Momenteel worden in de tweede fase van het project
ondersteuningsactiviteiten uitgevoerd, gericht op de implementatie van
de aanbevelingen. Het project wordt deze zomer afgerond met een
eindrapport. Dit eindrapport zal geen beschrijving van de feitelijke
situatie bevatten, maar de stand van zaken weergeven met betrekking
tot de implementatie van de aanbevelingen. Zoals gebruikelijk bij
Phare projecten is het eindrapport voor het publiek toegankelijk en
opvraagbaar bij de Commissie, die de auteursrechten bezit.
Een oordeel over de feitelijke voortgang van de nieuwe lidstaten wordt
verwacht in het monitoringrapport van de Commissie dat in november
2003 verschijnt. Mede op basis van dit rapport kan besloten worden tot
de instelling van vrijwaringsmaatregelen op het gebied van de interne
markt en JBZ indien de toetredende landen ernstig in gebreke zijn bij
de overname of uitvoering van het acquis. Voor wat beteft JBZ gaat het
om eventuele vrijwaringsmaatregelen die kunnen worden genomen op het
terrein van civielrechtelijke samenwerking en justitiële samenwerking.
Het monitoringrapport van de Commissie zal aan het parlement worden
toegestuurd.
Vraag 3
Deelt u de mening dat het voor een juist oordeel van het Europees
Parlement en de nationale parlementen van de huidige lidstaten over
een zo ingrijpende beslissing als uitbreiding van de Europese Unie met
10 lidstaten noodzakelijk is om alle bij de Europese Commissie
aanwezige informatie over de stand van zaken in de kandidaat-lidstaten
te kennen?
Antwoord Top
Ik acht het van belang dat het Europees Parlement en het Nederlandse
Parlement zo goed mogelijk geïnformeerd zijn over de stand van zaken
in de toekomstige lidstaten.
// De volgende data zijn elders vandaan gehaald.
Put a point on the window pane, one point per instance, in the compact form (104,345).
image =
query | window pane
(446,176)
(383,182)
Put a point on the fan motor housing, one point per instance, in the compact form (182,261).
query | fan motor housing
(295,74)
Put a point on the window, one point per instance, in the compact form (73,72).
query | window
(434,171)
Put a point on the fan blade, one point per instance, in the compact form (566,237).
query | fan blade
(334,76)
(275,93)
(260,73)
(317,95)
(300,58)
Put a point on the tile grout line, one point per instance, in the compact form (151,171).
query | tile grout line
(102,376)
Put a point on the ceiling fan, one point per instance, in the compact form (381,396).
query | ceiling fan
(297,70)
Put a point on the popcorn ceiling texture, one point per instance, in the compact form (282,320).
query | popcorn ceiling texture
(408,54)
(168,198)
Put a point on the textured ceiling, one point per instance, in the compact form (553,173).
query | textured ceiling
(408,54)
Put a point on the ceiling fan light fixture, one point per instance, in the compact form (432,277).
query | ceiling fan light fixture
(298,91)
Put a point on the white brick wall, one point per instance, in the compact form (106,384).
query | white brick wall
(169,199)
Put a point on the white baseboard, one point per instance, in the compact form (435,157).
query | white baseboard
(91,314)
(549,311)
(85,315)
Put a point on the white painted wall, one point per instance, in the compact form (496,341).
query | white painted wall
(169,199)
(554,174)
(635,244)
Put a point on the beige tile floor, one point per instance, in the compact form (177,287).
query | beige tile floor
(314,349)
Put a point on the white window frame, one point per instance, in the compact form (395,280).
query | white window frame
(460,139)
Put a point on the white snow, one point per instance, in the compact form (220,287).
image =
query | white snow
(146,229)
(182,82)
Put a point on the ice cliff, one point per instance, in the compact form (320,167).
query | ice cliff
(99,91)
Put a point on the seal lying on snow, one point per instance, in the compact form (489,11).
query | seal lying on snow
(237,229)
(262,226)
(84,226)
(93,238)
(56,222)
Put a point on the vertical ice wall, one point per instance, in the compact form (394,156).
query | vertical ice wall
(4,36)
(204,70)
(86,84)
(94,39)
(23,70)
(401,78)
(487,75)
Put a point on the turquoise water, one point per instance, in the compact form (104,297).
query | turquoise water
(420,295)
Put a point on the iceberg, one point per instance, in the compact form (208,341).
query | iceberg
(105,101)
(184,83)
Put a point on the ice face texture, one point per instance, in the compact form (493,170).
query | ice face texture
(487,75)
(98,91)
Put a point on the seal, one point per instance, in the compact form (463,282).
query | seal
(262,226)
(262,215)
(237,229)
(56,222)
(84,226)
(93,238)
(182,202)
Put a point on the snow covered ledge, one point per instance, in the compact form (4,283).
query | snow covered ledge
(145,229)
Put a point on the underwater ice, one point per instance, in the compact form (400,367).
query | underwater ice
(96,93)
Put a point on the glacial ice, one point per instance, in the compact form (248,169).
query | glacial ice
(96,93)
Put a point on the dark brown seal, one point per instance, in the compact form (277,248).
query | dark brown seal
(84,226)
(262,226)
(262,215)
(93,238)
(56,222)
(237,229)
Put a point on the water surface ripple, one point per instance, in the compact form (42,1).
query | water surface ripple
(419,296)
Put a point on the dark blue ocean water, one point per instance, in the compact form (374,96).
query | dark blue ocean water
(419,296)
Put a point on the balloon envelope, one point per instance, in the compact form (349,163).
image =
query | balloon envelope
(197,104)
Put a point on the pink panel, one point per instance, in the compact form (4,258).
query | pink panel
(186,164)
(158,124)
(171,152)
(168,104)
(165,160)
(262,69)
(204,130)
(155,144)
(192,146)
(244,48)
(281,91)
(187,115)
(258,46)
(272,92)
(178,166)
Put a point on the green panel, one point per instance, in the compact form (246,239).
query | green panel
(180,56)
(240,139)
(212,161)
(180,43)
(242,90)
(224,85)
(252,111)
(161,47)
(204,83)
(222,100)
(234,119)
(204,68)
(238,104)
Daarom wordt alle relevante informatie
steeds ook aan het Parlement toegezonden. Ik ben bereid om het
eindrapport van het Phare-project Reinforcement of the Rule of Law,
ter informatie aan het Parlement toe te zenden, nadat dit goedgekeurd
is door de Commissie
Vraag 4
Deelt u de mening dat, gezien het feit dat het Europees Parlement en
de nationale parlementen onvolledig zijn geïnformeerd deze de
beslissing over de uitbreiding niet op volledige gronden hebben kunnen
nemen en de kans zouden moeten krijgen alsnog kennis te nemen van de
inhoud van de rapporten en het oordeel zonodig aan te passen?
Vraag 5
Zo ja, bent u bereid u actief in te zetten dat voornoemde rapporten
alsnog ter beoordeling worden voorgelegd aan het Europees Parlement en
de nationale parlementen?
Antwoord Top
Zoals aangegeven zijn de landenrapporten van de groep collectieve
evaluatie de Kamer bekend. Het eindrapport Reinforcement of the Rule
of Law zal ter informatie aan de Kamer worden toegezonden. De
bevindingen uit de landenrapporten van de groep collectieve evaluatie
zijn meegenomen in de regeringsappreciatie van de
voortgangsrapportages die op 16 oktober 2002 verscheen, evenals
overigens in de voortgangsrapportages zelf.
1) KROs Reporter, donderdag 10 april jl.